Comparative Example 1 was calcined in Example catalyst powder obtained in the -1 to about ^5mm φ × 3mm ^h 3 h at 500 ° C. After tabletting to be the size of, to obtain a catalyst.

This tableting catalyst was reacted under the same conditions as in Example-1. As a result, the propylene conversion rate was 93.2% and the acrolein yield was 7
The result was 7.1%.

Comparative Example-2 A catalyst powder was produced in the same manner as in Example-1.

However, the temperature of the salt solution was slowly increased to 80 ° C. for 2 hours.

The specific surface area of the obtained catalyst powder was 4.2 m ² / g.

This catalyst powder was coated under the same conditions as in Example-1, a coated catalyst was produced, and reacted under the same reaction conditions as in Example-1.

 The results are shown in Table-1.

Example-2. To 7. The catalyst powder was manufactured in the same manner as in Example-1. However, in order to change the specific surface area of the catalyst powder, the salt solution temperature, the addition rate, and the concentration time were changed to produce a catalyst powder having a moderate specific surface area, and the coated catalyst was prepared in the same manner as in Example-1. Was prepared and reacted under the same reaction conditions as in Example.

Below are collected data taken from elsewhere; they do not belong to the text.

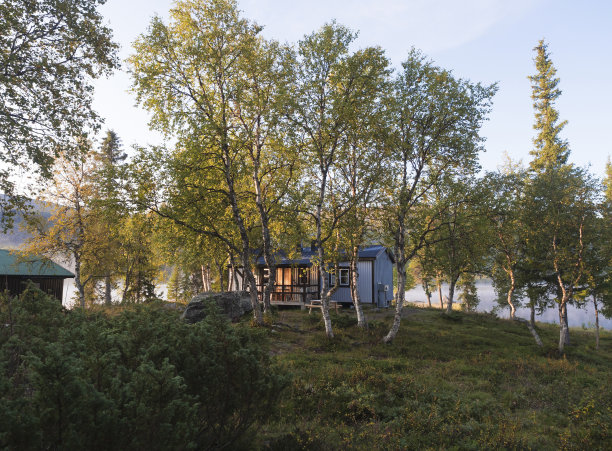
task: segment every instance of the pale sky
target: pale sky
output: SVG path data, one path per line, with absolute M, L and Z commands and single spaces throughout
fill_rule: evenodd
M 154 14 L 168 16 L 169 0 L 108 0 L 102 13 L 120 43 L 121 57 L 145 32 Z M 358 47 L 378 45 L 395 67 L 411 47 L 472 82 L 498 82 L 487 138 L 484 169 L 494 170 L 504 152 L 529 162 L 534 136 L 531 87 L 533 47 L 549 44 L 561 79 L 557 107 L 568 120 L 564 138 L 570 160 L 604 174 L 612 155 L 612 2 L 606 0 L 242 0 L 244 16 L 263 25 L 264 35 L 294 43 L 325 22 L 359 31 Z M 125 147 L 161 143 L 148 130 L 148 115 L 134 106 L 129 76 L 121 71 L 96 82 L 94 107 Z

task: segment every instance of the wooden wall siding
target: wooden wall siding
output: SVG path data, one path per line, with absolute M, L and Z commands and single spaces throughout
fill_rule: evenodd
M 26 287 L 26 282 L 31 280 L 45 293 L 62 300 L 64 290 L 64 279 L 61 277 L 24 277 L 24 276 L 0 276 L 0 291 L 8 290 L 11 296 L 19 296 Z
M 357 271 L 359 273 L 357 286 L 359 296 L 363 304 L 372 303 L 372 266 L 374 262 L 371 260 L 357 262 Z M 341 263 L 340 267 L 345 268 L 348 263 Z M 350 275 L 349 275 L 350 277 Z M 351 297 L 350 287 L 338 287 L 336 292 L 331 296 L 332 301 L 336 302 L 353 302 Z

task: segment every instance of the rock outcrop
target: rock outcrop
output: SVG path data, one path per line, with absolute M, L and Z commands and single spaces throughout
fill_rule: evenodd
M 181 319 L 188 323 L 197 323 L 206 318 L 210 304 L 215 304 L 220 313 L 230 321 L 238 321 L 245 313 L 253 310 L 251 298 L 246 291 L 232 291 L 226 293 L 200 293 L 195 296 L 181 315 Z

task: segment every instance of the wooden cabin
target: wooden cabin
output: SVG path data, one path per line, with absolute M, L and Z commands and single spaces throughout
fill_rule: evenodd
M 64 279 L 70 278 L 74 278 L 74 274 L 49 259 L 22 256 L 0 249 L 0 291 L 8 291 L 10 296 L 23 293 L 26 282 L 31 280 L 61 302 Z
M 314 299 L 321 299 L 319 268 L 312 263 L 316 255 L 316 248 L 313 247 L 301 248 L 299 255 L 294 258 L 282 253 L 277 255 L 276 282 L 270 297 L 272 304 L 305 305 Z M 364 246 L 359 250 L 358 290 L 363 304 L 389 306 L 393 299 L 393 262 L 393 256 L 384 246 Z M 341 262 L 339 266 L 337 275 L 327 273 L 326 276 L 328 286 L 335 284 L 335 277 L 339 278 L 339 287 L 331 296 L 331 300 L 352 303 L 349 262 Z M 259 257 L 256 262 L 255 279 L 260 296 L 264 285 L 268 283 L 268 276 L 269 268 L 264 258 Z M 237 286 L 234 286 L 233 279 L 233 275 L 230 274 L 232 280 L 230 290 L 245 289 L 241 268 L 236 268 Z

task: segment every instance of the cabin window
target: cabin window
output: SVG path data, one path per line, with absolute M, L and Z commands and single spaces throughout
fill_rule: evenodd
M 348 287 L 349 286 L 349 269 L 348 268 L 341 268 L 338 271 L 338 276 L 340 277 L 339 280 L 339 285 L 341 287 Z M 336 284 L 336 275 L 330 273 L 329 274 L 329 286 L 333 287 Z
M 270 270 L 268 268 L 264 268 L 261 273 L 261 284 L 266 285 L 270 280 Z
M 349 286 L 349 270 L 348 269 L 340 270 L 340 286 L 341 287 Z
M 336 285 L 336 275 L 329 273 L 329 286 L 333 287 L 334 285 Z
M 298 271 L 298 283 L 300 285 L 308 285 L 308 269 L 300 268 Z

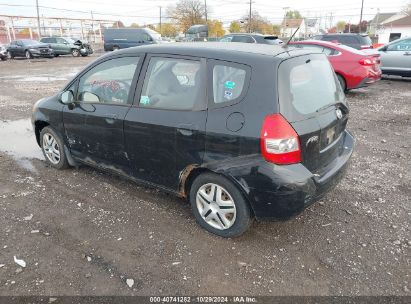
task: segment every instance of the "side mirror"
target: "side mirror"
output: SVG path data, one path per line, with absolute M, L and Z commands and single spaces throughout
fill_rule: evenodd
M 84 92 L 81 94 L 81 100 L 84 102 L 100 102 L 100 98 L 91 92 Z
M 73 92 L 68 90 L 60 93 L 59 99 L 64 104 L 70 104 L 74 102 Z
M 382 48 L 381 48 L 381 51 L 383 51 L 383 52 L 386 52 L 388 50 L 388 46 L 383 46 Z

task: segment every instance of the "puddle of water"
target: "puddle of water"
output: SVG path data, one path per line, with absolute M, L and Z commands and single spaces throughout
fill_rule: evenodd
M 0 121 L 0 151 L 11 155 L 17 163 L 35 171 L 30 159 L 44 159 L 30 119 Z

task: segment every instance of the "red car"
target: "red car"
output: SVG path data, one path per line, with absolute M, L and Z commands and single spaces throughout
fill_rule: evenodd
M 290 42 L 294 47 L 314 49 L 328 56 L 344 91 L 368 86 L 381 79 L 380 55 L 327 41 Z

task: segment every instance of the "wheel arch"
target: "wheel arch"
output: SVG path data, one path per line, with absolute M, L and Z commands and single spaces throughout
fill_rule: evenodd
M 203 173 L 213 173 L 216 175 L 220 175 L 228 179 L 230 182 L 232 182 L 240 190 L 241 194 L 243 195 L 244 199 L 247 201 L 250 207 L 251 214 L 254 216 L 255 213 L 253 209 L 253 204 L 250 202 L 250 198 L 247 195 L 247 189 L 244 188 L 244 185 L 242 185 L 235 177 L 229 174 L 229 172 L 224 171 L 222 169 L 214 170 L 206 166 L 188 165 L 180 173 L 178 195 L 184 199 L 189 199 L 191 185 L 193 184 L 194 180 Z
M 36 120 L 34 122 L 34 133 L 36 134 L 36 141 L 39 146 L 40 145 L 40 133 L 45 127 L 49 126 L 50 124 L 44 120 Z

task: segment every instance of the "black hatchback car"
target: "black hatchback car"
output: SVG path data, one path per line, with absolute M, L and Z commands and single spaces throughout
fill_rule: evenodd
M 353 152 L 324 54 L 182 43 L 100 57 L 32 123 L 46 161 L 87 164 L 187 198 L 198 223 L 238 236 L 329 191 Z

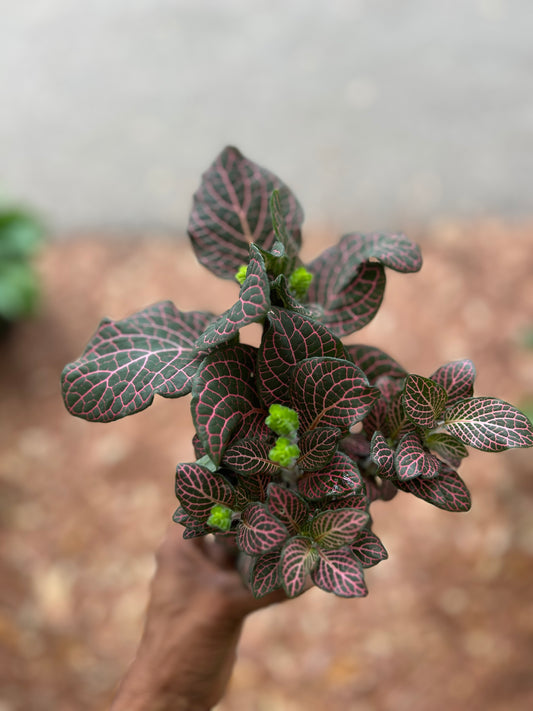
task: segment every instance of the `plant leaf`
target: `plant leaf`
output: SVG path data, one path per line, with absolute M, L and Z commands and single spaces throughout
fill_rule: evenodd
M 533 446 L 533 427 L 523 412 L 508 402 L 473 397 L 446 410 L 444 424 L 461 442 L 483 452 Z
M 439 460 L 422 446 L 415 432 L 408 432 L 398 442 L 394 454 L 396 474 L 400 481 L 424 477 L 431 479 L 439 473 Z
M 264 597 L 280 587 L 279 561 L 279 551 L 254 558 L 250 568 L 250 587 L 254 597 Z
M 313 543 L 303 536 L 291 538 L 281 551 L 280 578 L 288 597 L 303 592 L 305 580 L 318 560 Z
M 310 356 L 343 354 L 342 343 L 324 326 L 273 306 L 257 359 L 261 398 L 267 406 L 289 404 L 287 382 L 292 366 Z
M 322 309 L 314 304 L 302 304 L 292 293 L 285 274 L 279 274 L 270 284 L 272 303 L 278 307 L 294 311 L 301 316 L 316 321 L 322 315 Z
M 224 279 L 233 279 L 248 261 L 248 245 L 270 249 L 277 237 L 269 210 L 270 195 L 279 191 L 280 211 L 292 241 L 299 247 L 303 211 L 276 175 L 225 148 L 202 176 L 194 194 L 187 229 L 198 260 Z
M 350 548 L 363 568 L 371 568 L 389 557 L 383 543 L 368 528 L 360 532 Z
M 357 509 L 323 511 L 311 521 L 310 533 L 322 550 L 341 548 L 352 543 L 368 522 L 368 514 Z
M 377 260 L 397 272 L 417 272 L 422 267 L 420 248 L 404 234 L 361 234 L 352 232 L 339 242 L 343 268 L 339 273 L 338 287 L 350 281 L 350 273 L 368 261 Z
M 309 307 L 336 336 L 348 336 L 366 326 L 376 315 L 385 292 L 385 270 L 381 264 L 364 262 L 353 279 L 336 290 L 336 267 L 315 260 L 309 265 L 314 275 L 307 293 Z M 313 304 L 316 304 L 313 307 Z
M 298 480 L 298 491 L 311 501 L 326 496 L 358 494 L 362 488 L 363 480 L 357 465 L 342 452 L 335 452 L 324 469 L 304 474 Z
M 370 459 L 378 467 L 378 476 L 392 479 L 396 476 L 394 466 L 394 450 L 387 443 L 385 437 L 376 430 L 370 443 Z
M 337 509 L 357 509 L 358 511 L 366 511 L 368 501 L 364 493 L 348 494 L 340 498 L 326 498 L 316 503 L 317 511 L 336 511 Z
M 402 491 L 414 494 L 433 506 L 445 511 L 468 511 L 472 504 L 470 492 L 456 471 L 441 465 L 441 473 L 435 479 L 410 479 L 396 481 Z
M 235 500 L 233 487 L 223 476 L 196 463 L 176 467 L 176 496 L 189 516 L 204 523 L 214 504 L 231 509 Z
M 340 358 L 306 358 L 294 366 L 291 400 L 304 428 L 338 427 L 347 433 L 379 398 L 356 365 Z
M 403 406 L 407 417 L 420 427 L 431 429 L 444 410 L 448 395 L 438 383 L 421 375 L 408 375 L 403 390 Z
M 268 509 L 285 526 L 289 533 L 299 533 L 309 517 L 309 507 L 296 492 L 281 486 L 270 484 L 268 487 Z
M 454 360 L 446 363 L 429 377 L 442 385 L 448 393 L 448 407 L 474 394 L 476 369 L 471 360 Z
M 201 362 L 194 342 L 213 315 L 162 301 L 122 321 L 104 319 L 83 355 L 63 370 L 72 415 L 110 422 L 151 405 L 156 394 L 190 392 Z
M 364 597 L 368 592 L 363 570 L 348 548 L 320 551 L 311 578 L 317 587 L 339 597 Z
M 407 371 L 397 363 L 394 358 L 373 346 L 361 344 L 344 346 L 346 354 L 353 360 L 358 368 L 361 368 L 363 373 L 368 378 L 368 381 L 374 385 L 376 380 L 382 376 L 390 378 L 405 378 Z
M 300 470 L 314 472 L 323 469 L 335 454 L 340 436 L 341 431 L 337 427 L 316 427 L 305 432 L 298 442 Z
M 272 478 L 267 474 L 256 474 L 253 477 L 240 477 L 235 489 L 237 508 L 245 509 L 248 504 L 265 502 L 268 485 Z
M 243 553 L 257 555 L 279 548 L 288 531 L 264 504 L 250 504 L 242 512 L 237 545 Z
M 300 251 L 300 233 L 298 232 L 298 239 L 294 239 L 294 236 L 287 229 L 279 190 L 274 190 L 270 196 L 270 217 L 276 237 L 283 245 L 287 256 L 291 259 L 296 257 Z
M 464 444 L 446 432 L 429 433 L 424 444 L 452 467 L 458 467 L 461 459 L 468 457 Z
M 245 437 L 232 442 L 224 452 L 224 464 L 239 474 L 254 476 L 279 472 L 279 465 L 271 462 L 268 453 L 272 444 L 264 440 Z
M 376 405 L 378 404 L 379 400 Z M 374 408 L 376 405 L 374 405 Z M 364 432 L 349 434 L 340 441 L 339 445 L 343 452 L 346 452 L 351 459 L 355 459 L 356 461 L 359 457 L 366 458 L 370 454 L 370 442 Z
M 217 465 L 243 413 L 261 409 L 253 379 L 255 352 L 252 346 L 220 346 L 205 358 L 194 379 L 194 425 L 202 446 Z
M 405 416 L 403 394 L 400 392 L 395 395 L 386 406 L 385 422 L 383 423 L 382 432 L 386 437 L 396 439 L 406 432 L 412 432 L 414 427 L 411 420 L 408 420 Z
M 198 352 L 209 351 L 229 341 L 250 323 L 261 320 L 270 308 L 270 287 L 263 257 L 257 247 L 250 245 L 250 263 L 239 300 L 212 321 L 196 342 Z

 The results are shown in Table-2.

Examples-8. To 11 Using the catalyst powder used in Example 5, the particle size of the carrier and the coating amount were changed, and the reaction was performed under the same reaction conditions as in Example-1.

 However, the reaction temperature was changed.

 The results are shown in Table-3.

Examples-10 to 15 A catalyst was produced in the same manner as in Example-1 except that the metal composition ratio was changed, and the catalysts were reacted under the same reaction conditions. The composition of the catalyst used in each example was as follows.

Example 10: Mo ₁₂ Bi ₁ Fe ₂ Co ₈ Ti _0.05 11: Mo ₁₂ Bi ₁ Fe ₄ Co ₈ Ti _0.05 12: Mo ₁₂ Bi ₁ Fe ₃ Co ₆ Ti _0.05 13: Mo ₁₂ Bi ₁ Fe ₃ Co ₁₀ Ti _0.05 14: Mo ₁₂ Bi _0.5 Fe ₃ Co ₈ Ti _0.05 15: Mo ₁₂ Bi _1.5 Fe ₃ Co ₈ Ti _{0.05 The} results are shown in Table-4.

Claims (1)

[Claims] 1. Five elements of molybdenum, bismuth, iron, cobalt and thallium are 12: 0.5 to 10: 1 to 10: 1 as metal components when propylene is oxidized with molecular oxygen to produce acrolein. ~ 10: 0.01 ~ 0.5 is a metal oxide having an atomic ratio of 10 to 20 m ² specific surface area of the metal oxide
A method for producing acrolein, which comprises using a coated catalyst produced by coating an inert carrier with a powder of / g.